Realtor from Toronto said...

Hi. I don't have exact recipe but my mother used to make duck or chicken livers. It was pretty simple she put fresh livers to the oil, fried them for a while until they were dark brown. When they were ready she mashed them and put some salt. Then we ate them with toasted bread and pickles. However, I can't eat them anymore because my stomach protests when eating too oily food. But I remember that it was delicious food.

Good luck,

Catherine said...

Thanks, Julie! I love the simplicity of your mother's recipe and I think the pickle addition is brilliant. I'm now making a mental note to buy some cornichons before next Thursday...

Ellen said...

Hi Catherine!

While this sounds like a brilliant way to whet the appetite for Thanksgiving, my own extended family -- not food adventurers -- would cringe. So, I'll live vicariously through you. You might check the unflappable Julia Child, but my Antipasti cookbook (by Joyce Goldstein) has this recipe for Crostini di fegatini di pollo all perugina:

2 cloves garlic
4 fresh sage leaves
generous pinch fennel seeds
4 tbs olive oil
3/4 lb chicken livers, trimmed
1-2 tbs capers, rinsed
1/2 c dry red wine
salt & fresh ground pepper to taste
1 black truffle, thinly sliced
12 slices coarse country bread, halved and toasted
chopped Italian parsley for garnish

Finely chop together garlic, sage, and fennel. In a small saute pan, heat 2 tbs olive oil over medium heat. Add garlic mixture and saute for 1 minute. Add livers and capers and saute for another minute to coat with oil and seasonings. Pour in the wine, reduce heat to low and simmer, uncovered, for about 10 minutes. Livers should be cooked but still pink in center. Using a slotted spoon, transfer livers to a food processor and pulse briefly to make a coarse puree. Do not overprocess. Transfer to a bowl and stir in pan juices. Season w/salt and pepper. You should have about 1 1/4 cups puree. In a small saute pan, heat remaining 2 tbs olive oil over low heat. Add truffle slices and sautee briefly just to warm through. Place a slice or two of truffle on each piece of toast, then spread chicken liver puree on top and garnish with parsley. Serve warm or at room temperature.

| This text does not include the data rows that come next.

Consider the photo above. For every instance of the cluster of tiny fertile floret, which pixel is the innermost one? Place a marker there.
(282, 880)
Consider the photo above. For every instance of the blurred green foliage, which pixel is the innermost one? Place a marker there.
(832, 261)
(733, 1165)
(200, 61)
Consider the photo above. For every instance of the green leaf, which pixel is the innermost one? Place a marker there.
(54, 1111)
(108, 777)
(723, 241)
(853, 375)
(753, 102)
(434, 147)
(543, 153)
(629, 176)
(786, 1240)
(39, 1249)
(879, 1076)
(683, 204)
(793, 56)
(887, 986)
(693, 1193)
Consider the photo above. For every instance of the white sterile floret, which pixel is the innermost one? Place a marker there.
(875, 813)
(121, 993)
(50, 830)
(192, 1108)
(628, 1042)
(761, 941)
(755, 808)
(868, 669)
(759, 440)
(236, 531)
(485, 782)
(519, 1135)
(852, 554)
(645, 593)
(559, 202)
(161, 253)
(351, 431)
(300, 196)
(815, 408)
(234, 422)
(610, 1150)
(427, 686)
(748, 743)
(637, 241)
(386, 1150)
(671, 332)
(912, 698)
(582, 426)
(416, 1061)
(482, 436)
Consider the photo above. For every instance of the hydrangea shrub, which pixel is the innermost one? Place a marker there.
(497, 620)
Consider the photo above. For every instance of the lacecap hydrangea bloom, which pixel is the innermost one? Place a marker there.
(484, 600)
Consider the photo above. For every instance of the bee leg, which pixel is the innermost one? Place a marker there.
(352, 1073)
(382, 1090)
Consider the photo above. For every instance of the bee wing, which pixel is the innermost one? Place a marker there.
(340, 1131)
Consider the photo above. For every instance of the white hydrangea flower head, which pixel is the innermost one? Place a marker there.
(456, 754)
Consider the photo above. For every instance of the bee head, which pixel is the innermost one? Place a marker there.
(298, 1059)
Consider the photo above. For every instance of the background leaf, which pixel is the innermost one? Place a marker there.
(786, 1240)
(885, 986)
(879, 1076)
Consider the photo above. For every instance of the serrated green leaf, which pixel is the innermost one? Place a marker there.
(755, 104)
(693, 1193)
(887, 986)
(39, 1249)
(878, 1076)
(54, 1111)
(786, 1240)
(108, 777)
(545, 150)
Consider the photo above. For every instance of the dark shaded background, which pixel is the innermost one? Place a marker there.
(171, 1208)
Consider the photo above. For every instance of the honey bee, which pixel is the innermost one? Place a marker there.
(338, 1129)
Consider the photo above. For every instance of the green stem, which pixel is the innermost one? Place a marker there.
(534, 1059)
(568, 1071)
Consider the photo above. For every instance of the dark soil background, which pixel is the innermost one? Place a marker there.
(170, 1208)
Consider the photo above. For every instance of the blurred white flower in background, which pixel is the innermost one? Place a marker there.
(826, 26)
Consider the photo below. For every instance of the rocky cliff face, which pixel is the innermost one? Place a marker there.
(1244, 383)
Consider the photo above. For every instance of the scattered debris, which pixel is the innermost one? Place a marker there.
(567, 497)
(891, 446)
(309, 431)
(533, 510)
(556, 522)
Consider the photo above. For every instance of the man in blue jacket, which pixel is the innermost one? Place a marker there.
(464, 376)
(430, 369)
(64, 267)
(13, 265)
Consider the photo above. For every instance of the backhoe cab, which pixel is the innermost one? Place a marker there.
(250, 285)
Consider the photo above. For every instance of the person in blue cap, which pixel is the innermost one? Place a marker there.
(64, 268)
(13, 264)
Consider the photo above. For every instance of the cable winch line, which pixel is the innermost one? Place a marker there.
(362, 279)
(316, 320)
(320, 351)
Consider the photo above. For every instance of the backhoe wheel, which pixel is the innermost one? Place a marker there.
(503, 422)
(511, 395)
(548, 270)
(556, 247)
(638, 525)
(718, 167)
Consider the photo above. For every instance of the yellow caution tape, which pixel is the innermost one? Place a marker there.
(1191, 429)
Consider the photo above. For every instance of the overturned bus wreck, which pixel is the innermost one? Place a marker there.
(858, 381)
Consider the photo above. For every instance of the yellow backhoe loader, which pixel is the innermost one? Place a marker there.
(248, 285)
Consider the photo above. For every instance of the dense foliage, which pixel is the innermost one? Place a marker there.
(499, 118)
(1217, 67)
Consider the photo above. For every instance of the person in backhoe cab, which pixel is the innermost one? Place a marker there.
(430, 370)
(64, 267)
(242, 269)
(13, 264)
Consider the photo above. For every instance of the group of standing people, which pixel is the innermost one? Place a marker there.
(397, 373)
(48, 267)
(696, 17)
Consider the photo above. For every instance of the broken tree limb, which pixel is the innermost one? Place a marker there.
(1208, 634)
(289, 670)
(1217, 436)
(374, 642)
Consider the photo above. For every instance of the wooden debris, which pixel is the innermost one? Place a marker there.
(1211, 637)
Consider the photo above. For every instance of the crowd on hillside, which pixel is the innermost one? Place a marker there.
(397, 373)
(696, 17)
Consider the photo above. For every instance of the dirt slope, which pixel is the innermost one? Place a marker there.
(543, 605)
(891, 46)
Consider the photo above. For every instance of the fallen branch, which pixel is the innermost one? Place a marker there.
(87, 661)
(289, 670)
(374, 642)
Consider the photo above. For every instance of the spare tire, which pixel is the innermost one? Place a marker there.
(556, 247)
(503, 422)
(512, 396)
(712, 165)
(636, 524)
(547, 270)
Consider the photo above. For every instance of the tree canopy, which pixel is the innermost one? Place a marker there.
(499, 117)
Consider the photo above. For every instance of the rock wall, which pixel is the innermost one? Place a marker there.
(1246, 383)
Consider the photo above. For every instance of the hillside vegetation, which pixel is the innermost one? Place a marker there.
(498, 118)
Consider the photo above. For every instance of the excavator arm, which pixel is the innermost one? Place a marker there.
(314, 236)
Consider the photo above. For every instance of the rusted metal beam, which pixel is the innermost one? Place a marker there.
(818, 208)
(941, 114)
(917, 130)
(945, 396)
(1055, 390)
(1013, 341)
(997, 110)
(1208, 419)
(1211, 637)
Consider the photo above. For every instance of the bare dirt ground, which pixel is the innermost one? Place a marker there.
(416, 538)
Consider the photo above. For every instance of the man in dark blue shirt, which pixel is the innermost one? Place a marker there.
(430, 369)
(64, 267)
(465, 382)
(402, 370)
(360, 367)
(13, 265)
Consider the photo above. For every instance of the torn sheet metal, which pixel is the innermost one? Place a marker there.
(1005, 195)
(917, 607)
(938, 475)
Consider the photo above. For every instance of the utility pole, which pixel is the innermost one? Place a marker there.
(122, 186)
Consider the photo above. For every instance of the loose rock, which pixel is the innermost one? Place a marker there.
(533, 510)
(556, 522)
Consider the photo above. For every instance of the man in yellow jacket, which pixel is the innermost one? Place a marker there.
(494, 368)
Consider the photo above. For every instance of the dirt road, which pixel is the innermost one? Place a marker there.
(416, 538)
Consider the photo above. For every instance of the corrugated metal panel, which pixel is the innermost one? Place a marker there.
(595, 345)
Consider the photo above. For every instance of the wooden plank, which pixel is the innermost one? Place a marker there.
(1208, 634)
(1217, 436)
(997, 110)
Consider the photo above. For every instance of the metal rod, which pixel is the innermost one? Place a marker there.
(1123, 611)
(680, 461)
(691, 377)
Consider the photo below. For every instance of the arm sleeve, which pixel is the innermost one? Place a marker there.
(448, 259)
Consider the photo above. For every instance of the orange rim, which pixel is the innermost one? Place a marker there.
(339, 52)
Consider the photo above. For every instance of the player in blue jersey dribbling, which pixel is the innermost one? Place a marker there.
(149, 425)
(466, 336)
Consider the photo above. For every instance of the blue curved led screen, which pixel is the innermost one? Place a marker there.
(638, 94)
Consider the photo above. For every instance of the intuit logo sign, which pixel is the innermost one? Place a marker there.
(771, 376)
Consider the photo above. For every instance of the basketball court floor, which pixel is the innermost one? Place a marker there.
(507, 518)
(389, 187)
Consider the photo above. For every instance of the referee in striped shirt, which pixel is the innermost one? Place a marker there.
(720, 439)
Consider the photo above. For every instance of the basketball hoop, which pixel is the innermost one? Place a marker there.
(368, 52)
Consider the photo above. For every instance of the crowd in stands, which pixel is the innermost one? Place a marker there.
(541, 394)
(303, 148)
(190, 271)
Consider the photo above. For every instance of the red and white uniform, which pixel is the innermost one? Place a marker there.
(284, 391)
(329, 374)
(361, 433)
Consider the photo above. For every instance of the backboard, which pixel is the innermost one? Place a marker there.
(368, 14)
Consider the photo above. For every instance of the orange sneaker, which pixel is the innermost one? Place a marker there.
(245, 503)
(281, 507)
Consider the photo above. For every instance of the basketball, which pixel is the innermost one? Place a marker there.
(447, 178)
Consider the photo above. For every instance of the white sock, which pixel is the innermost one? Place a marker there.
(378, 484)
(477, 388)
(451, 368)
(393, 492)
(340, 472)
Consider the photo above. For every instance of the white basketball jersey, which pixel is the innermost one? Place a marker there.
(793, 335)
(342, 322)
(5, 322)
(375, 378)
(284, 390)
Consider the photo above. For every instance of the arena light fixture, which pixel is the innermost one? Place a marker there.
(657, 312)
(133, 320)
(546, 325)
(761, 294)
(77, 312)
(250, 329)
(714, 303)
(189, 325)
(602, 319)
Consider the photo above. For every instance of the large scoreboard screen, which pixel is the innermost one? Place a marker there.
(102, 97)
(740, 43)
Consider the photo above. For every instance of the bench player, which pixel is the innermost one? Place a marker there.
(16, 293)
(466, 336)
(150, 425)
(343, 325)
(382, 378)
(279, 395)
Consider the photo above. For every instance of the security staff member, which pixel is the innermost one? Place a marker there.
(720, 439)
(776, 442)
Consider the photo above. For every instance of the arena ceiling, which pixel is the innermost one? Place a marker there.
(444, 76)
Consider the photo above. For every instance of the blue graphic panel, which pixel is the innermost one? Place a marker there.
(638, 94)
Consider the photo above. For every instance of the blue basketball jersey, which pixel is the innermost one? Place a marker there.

That's it -- sounds luscious, although truffles are a bit decadent for these trying times, or maybe just what the doctor ordered! Oh, and Joyce recommends a sparkling aperitivo wine with this.


Ellen (from Foodie Book Club)

David said...

Tell us about you trip to NY and all of the interesting meals you had along with all of the interesting people you met. Did I hear you say you met a man nicknamed after a veggie?

Catherine said...

Ellen, that recipe sounds awesome. Thank you! I'm sorry to hear your group wouldn't go for it, though--you can definitely make them for me anytime. Happy Thanksgiving...


Whit said...

How did the crostinis turn out?

Catherine said...

It turned out pretty well, Whit. We ended up going with a very basic recipe--livers, onion, Madeira, and sage. We got it from Epicurious because we waited until the last minute (of course) and needed something simple. Putting the mixture through the food processor and adding fresh parsley and olive oil at the end made it rich and, according to most of my family, pretty darn tasty.